Even the Compassion of the Wicked is Cruel


If you were to talk to my and other family members of Armstrong Cult Survivors who still hold strongly to that faith, you'd hear the same argument over and over again.

"I love them too much to ever hurt them. None of what they say is true. We aren't in a cult, we just have the truth."

But being "loved" by family members loyal to the teachings of Herbert W. Armstrong is often a very painful experience. For some, that "love" was even LETHAL.


Children of the Worldwide Church of God
Sometimes it's easy for people to forget that CHILDREN of cult members are often the ones who suffer most.

Below are some highlights from firsthand accounts of what life was like in the WCG and its resulting splinter groups.

I don't know what it's like for you to read these, but for me it has a kind of reassuring comfort coupled with intense fear and dread. Like wrapping up in your favorite blanket and watching the scariest movie imaginable alone in a pitch black room. The familiarity of the blanket brings you wonderful comfort and contentment while the story unfolding in front of you has your heart racing and every muscle in your body is clenched tight while you shake uncontrollably and hyperventilate to the point of nausea. 

 The people who wrote the emails sampled below are my "favorite blanket" in the above metaphor. They are the people I can most relate to. 

They understand. 

They were there. 

They would never judge me for my problems or my past. 

These people are my "Tribe".

As isolated and alone as I often feel having the cult mentality as my foundational education, seeing these emails reminds me that I'm really not alone at all. After so many years of gaslighting, having copious written confirmation that it really did happen the way I remember it is such an incredible mental relief!    I can't even begin to describe how it feels, but in their emails after having found the accounts from survivors, they all express the same joyous relief at having found others who know and understand what happened.

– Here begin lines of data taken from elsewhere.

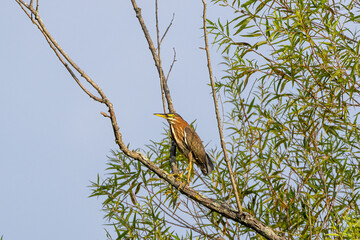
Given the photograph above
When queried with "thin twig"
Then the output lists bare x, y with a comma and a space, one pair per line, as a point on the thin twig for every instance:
233, 182
171, 66
158, 53
167, 29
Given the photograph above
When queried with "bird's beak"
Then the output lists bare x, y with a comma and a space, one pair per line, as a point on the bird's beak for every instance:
160, 115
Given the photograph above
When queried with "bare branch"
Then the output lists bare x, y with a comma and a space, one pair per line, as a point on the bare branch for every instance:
171, 66
167, 29
158, 53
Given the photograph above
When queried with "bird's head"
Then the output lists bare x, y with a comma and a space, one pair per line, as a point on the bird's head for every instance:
171, 117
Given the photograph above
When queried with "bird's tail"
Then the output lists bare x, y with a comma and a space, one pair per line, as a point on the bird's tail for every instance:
209, 166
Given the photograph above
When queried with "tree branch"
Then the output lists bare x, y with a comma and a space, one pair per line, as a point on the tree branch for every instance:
241, 217
222, 141
155, 56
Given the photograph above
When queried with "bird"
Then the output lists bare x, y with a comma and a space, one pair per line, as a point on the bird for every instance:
188, 142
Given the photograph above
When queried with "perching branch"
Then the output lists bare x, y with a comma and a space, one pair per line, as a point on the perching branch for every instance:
163, 80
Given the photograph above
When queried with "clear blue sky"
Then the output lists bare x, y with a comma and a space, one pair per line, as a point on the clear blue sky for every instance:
53, 139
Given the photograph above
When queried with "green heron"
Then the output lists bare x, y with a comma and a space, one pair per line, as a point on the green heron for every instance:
188, 142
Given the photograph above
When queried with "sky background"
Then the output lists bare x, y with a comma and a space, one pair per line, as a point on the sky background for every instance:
53, 139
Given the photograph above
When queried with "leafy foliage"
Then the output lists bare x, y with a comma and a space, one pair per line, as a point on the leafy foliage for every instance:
294, 95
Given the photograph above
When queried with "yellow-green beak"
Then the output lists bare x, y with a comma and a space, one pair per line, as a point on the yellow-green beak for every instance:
160, 115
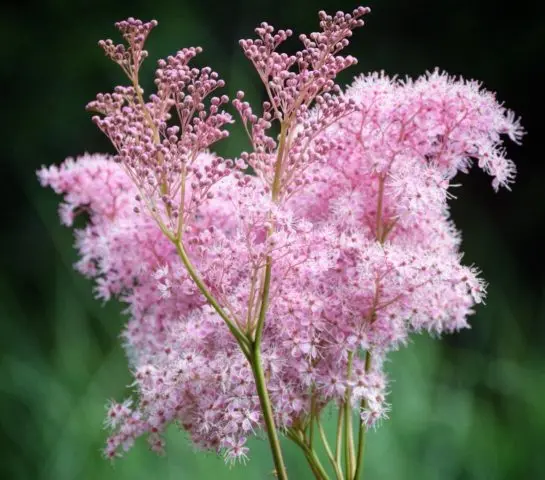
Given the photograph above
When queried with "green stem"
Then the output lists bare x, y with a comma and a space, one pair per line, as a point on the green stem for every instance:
349, 456
266, 408
339, 436
334, 464
315, 465
240, 337
361, 432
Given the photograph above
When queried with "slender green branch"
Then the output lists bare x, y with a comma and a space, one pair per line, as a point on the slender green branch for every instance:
310, 455
349, 456
312, 414
334, 464
361, 432
339, 436
240, 337
266, 408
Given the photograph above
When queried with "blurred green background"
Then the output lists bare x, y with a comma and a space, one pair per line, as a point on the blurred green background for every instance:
471, 406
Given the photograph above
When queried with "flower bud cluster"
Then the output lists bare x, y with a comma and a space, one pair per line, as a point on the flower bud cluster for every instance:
359, 235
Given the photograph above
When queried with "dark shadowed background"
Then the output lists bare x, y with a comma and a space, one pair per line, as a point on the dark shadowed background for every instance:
470, 406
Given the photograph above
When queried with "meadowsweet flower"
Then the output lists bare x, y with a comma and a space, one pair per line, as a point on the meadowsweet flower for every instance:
323, 261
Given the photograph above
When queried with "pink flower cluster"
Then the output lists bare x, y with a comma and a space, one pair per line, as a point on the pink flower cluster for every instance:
357, 230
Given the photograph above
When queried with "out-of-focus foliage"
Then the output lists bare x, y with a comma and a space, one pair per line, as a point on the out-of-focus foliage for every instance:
467, 407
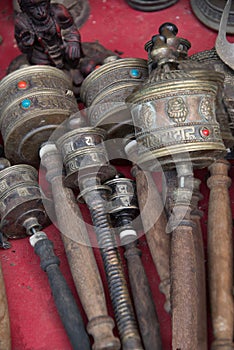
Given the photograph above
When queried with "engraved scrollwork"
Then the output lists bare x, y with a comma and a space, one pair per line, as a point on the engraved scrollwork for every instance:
177, 109
206, 108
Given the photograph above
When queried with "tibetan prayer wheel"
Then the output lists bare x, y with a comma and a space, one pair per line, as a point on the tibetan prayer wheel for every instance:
174, 114
209, 59
20, 199
83, 151
34, 100
105, 90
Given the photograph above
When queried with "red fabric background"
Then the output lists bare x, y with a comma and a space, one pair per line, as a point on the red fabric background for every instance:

Does it seem like we are all dwelling on the past and should just forget it, get over it, and move on?

Allow me to quote a fellow former Armstrongism cult member, "James" form one of the other Armstrong Cult Survivor sites.

"Forgiving is one thing. To forget and not to warn others is to participate in their crimes."

The full text of these and many other accounts of what life was like for us can be found HERE and HERE.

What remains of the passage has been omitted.